En outre, il ne faut pas perdre de vue que pour des raisons historiques, entre certains États membres de l’UE et les pays sahéliens, il y a une proximité culturelle et une proximité humaine : les hommes politiques se connaissent, les ressortissants européens y sont nombreux et les langues communes facilitent la coopération. EUTM Mali l’a montré sur plusieurs points : cette mission à forte coloration française a été un atout de taille pour initier les contacts avec les autorités militaires maliennes. De surcroît d’ailleurs, étant donné le mode de fonctionnement de l’armée malienne calqué sur celui de l’armée française et le fait que plusieurs officiers maliens aient suivis des cursus en France, il était plus facile de confier à des Français l’élaboration et la direction du programme de formation.
Après le déploiement de la Mission des Nations unies MINUSMA au Mali, quelle sera la place et la valeur ajoutée de l’engagement français et européen dans la stabilisation de la région à long terme ?
Il faut distinguer l’engagement français et l’engagement européen, même s’il y a des interactions dans les contributions. Paris a en effet encore près de 3 200 militaires au Mali, qui mènent régulièrement des opérations de ratissage et de sécurisation et, en vertu de la résolution 2100 de l’ONU, peuvent intervenir en appui de la MINUSMA. Plusieurs autres États européens participent à la formation des soldats maliens dans le cadre de la mission EUTM-Mali et, concernant l’approche communautaire, la stratégie EU-Sahel ambitionne de faire jouer à l’UE un rôle de premier plan dans la stabilisation à long terme du Sahel. Ceci étant, si elle souhaite être à la hauteur de ses ambitions dans la région, elle devra dépasser un certain nombre de facteurs qui ont limité l’impact de son action ces dernières années : manque de compétences sur les questions sécuritaires et la lutte contre l’extrémisme, faible articulation des financements dans les différents domaines de son action en fonction des objectifs à atteindre aux différentes échéances, et fortes réticences sur le financement des forces armées (assuré de facto par les États membres).
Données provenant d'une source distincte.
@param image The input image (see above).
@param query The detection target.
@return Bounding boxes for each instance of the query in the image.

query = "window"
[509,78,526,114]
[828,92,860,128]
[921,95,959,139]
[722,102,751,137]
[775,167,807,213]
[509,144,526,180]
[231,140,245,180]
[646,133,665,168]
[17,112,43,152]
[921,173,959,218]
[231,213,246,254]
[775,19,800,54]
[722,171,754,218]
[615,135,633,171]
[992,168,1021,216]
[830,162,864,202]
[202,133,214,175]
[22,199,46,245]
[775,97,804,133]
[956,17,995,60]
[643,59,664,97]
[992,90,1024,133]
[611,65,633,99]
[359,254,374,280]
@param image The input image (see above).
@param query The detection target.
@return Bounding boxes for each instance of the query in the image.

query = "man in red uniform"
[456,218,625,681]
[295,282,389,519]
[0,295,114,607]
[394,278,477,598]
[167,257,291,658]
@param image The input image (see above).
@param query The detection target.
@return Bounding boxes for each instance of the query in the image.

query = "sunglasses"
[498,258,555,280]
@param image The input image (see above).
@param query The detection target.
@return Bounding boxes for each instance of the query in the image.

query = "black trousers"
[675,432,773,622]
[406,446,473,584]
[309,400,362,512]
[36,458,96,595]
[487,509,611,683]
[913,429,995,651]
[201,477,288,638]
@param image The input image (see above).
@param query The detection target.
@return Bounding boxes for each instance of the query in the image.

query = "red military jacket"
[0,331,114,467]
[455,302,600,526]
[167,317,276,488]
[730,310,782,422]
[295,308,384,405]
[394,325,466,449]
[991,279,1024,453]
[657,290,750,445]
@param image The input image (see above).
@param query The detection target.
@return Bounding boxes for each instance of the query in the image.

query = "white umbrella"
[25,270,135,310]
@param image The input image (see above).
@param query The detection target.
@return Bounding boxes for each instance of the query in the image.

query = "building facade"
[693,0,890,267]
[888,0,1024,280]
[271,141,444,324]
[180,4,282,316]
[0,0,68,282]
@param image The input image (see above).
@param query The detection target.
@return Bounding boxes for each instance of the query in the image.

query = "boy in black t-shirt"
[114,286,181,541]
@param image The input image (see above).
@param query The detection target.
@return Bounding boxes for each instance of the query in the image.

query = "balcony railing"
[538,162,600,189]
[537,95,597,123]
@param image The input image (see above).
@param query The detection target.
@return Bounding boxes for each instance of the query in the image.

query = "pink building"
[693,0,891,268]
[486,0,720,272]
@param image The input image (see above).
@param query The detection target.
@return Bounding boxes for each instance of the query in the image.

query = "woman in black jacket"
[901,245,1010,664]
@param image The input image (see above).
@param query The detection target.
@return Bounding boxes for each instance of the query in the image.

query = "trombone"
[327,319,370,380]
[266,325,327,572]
Enfin, encore une fois, la proximité culturelle et historique peut être un atout pour l’UE et pour la France : la langue française facilite la communication et les échanges ; le « soft power » de l’UE est souvent mieux perçu que le « soft and hard power » des États-Unis comme l’a rappelé la difficulté de ces derniers pour trouver un siège en Afrique à l’AFRICOM ; l’organisation de certaines institutions calquées sur celle des anciennes puissances coloniales peut permettre une meilleure compréhension des enjeux et des problématiques locales. Encore que, rappelons-le, la compréhension de l’autre ne repose pas exclusivement sur une proximité ou une sensibilité. Une culture de l’ouverture, sans arrogance, et des contacts locaux sont autant si ce n’est plus importants.